「広!」


 自宅に着いてからの一言は、そんなヴォーナの驚いた声だった。

 とはいえそれも仕方のないことで、私が今住んでいる家はマスターから貸してもらっている魔法の試し打ちなんかができる地下施設付きの豪邸なのだ。それは本当に無駄と言えるほど広いので、たまにマスターの雇ったメイドさんが掃除等の管理をしに来るくらいだった。


「こんな家に一人で暮らしてるの?」

「うん。まあ訳ありで」

「訳ありって…………いったい何なのよ…………」


 イヴネリアはうっすらと察しているようだったが、私の事情をほとんど知らない残りの三人はどこか呆れたような顔を浮かべていた。

 とはいえそれに面白おかしな反応を返せるような私でもないので、それ以上の反応はせずに早速本題へと話を移した。

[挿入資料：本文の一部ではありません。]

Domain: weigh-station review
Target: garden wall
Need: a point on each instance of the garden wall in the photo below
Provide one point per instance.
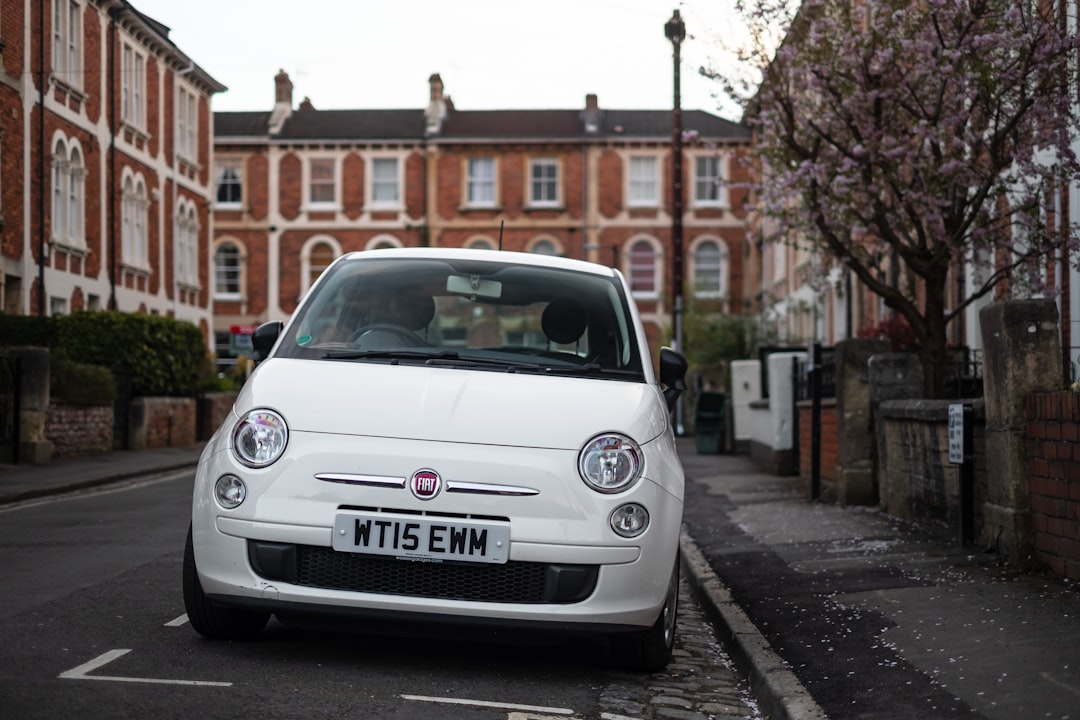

「魔法器なら一階の倉庫か地下施設に置きっぱなしにしてるのがあるけど…………」

「地下施設ですか?」

「うん。魔法器の調整とかしてるとこ。よく使う魔法器はだいたいそこに置きっぱなしにしてるかな」

「では、そちらで」


 イヴネリアの言葉に他の三人も頷いたのを確認した私は、応接間の奥にある階段から、地下施設へと皆を案内した。

 地下施設とは言ってもそこまで大層なものではなく、だだっ広い訓練場のようなところだ。利点と言えば地表から大部離れているので大きな音を出してもいいところと、空調だけはしっかりと考えられた作りになっているところくらいだろうか。


「地下も凄く広いわね…………それで、例の魔法器っていうのは?」

「あれではないですか?あそこに立てかかっている…………」

「あれが?ただの弓にしか見えないのだけど」


 私が地下に置きっぱなしにしている物を見て、そんな会話を繰り広げるイヴネリアとヴォーナ。

 だがイヴネリアの言っていることは正しくて、ただの弓にしか見えないそれは立派な魔法器だった。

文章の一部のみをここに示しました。